The Quality Metrics National Test attempted to measure the value and impact of 374 events, exhibitions, or performances produced by 150 arts and culture organizations in England between November 2015 and May 2016. The National Test used ratings from surveys of three groups of respondents: 1,358 self-assessments by cultural organization representatives, 921 peer assessments, and 19,800 public responses. Given that public respondents self-selected whether to participate in the survey, there is uncertainty as to whether the respondents provide a representative sample of the overall population of arts-goers in England.
This report, “developed by artists with ally evaluators and funders”, identifies and examines 11 characteristics of excellence in artistic work that aims to achieve social goals. “Arts for Change” projects exist “at the intersection of artistic creation and civic engagement, community development, and justice”. The report was prepared to help counter the “assumption that artistic quality is compromised by social intent”.
Summarizing existing research studies and incorporating new analyses of existing statistical sources, the core argument of this report is that arts “participation builds belonging”, which can be defined as how people connect with others and engage with their communities. The report attempts to provide “compelling data and stories that demonstrate the power of the arts to build a greater sense of belonging to our communities, to our country, and to each other”.

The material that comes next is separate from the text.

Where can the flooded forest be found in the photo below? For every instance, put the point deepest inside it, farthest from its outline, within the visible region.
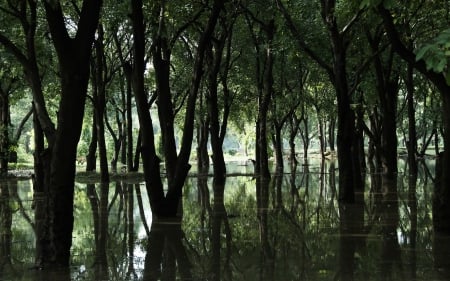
(224, 140)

Based on a survey of digital marketing in 130 American arts organizations, this report indicates that “organizations invested more in digital [in 2015], but challenges around funding and expertise limited digital effectiveness”. Theatres were the largest group of respondents (34%), followed by presenting organizations (22%) and museums (12%). Previous iterations of the survey covered performing arts organizations only. The survey found that 80% of responding organizations had redesigned their website within the past three years and that 51% of respondents’ tickets were sold online.
In a context where “a sizeable group of Canadians” have “identified mediated performance experiences as equal to attending live performances in person”, this report provides an initial assessment of challenges and opportunities related to digital innovation in the performing arts (and for arts presenters in particular). The report indicates that a key question for performing arts presenters is whether and how they will be able to continue to play a role as intermediaries between artists and audiences in a fully digital realm.
Based on a survey completed by 907 arts organizations and 2,680 artists in Canada, this report examines “the impact of digital technologies on the creation, dissemination and business practices of individual artists and arts organizations in Canada”. In general, most respondents self-identified as “comfortable” or “very comfortable” using digital technologies (71% of organizations and 60% of artists). Just over one-third of arts organizations (38%) and one-half of artists (54%) have created “digital-first” works of art.
Based on a survey of over 14,000 attendees at performances by 23 choirs (including the Toronto Mendelssohn Choir and 22 American choruses), this report examines the experiences of audiences at live choral concerts. The goal of the research was to spur “critical reflection on how audiences construct meaning and memory from concerts of choral music, and how choruses can curate impacts through thoughtful program design”.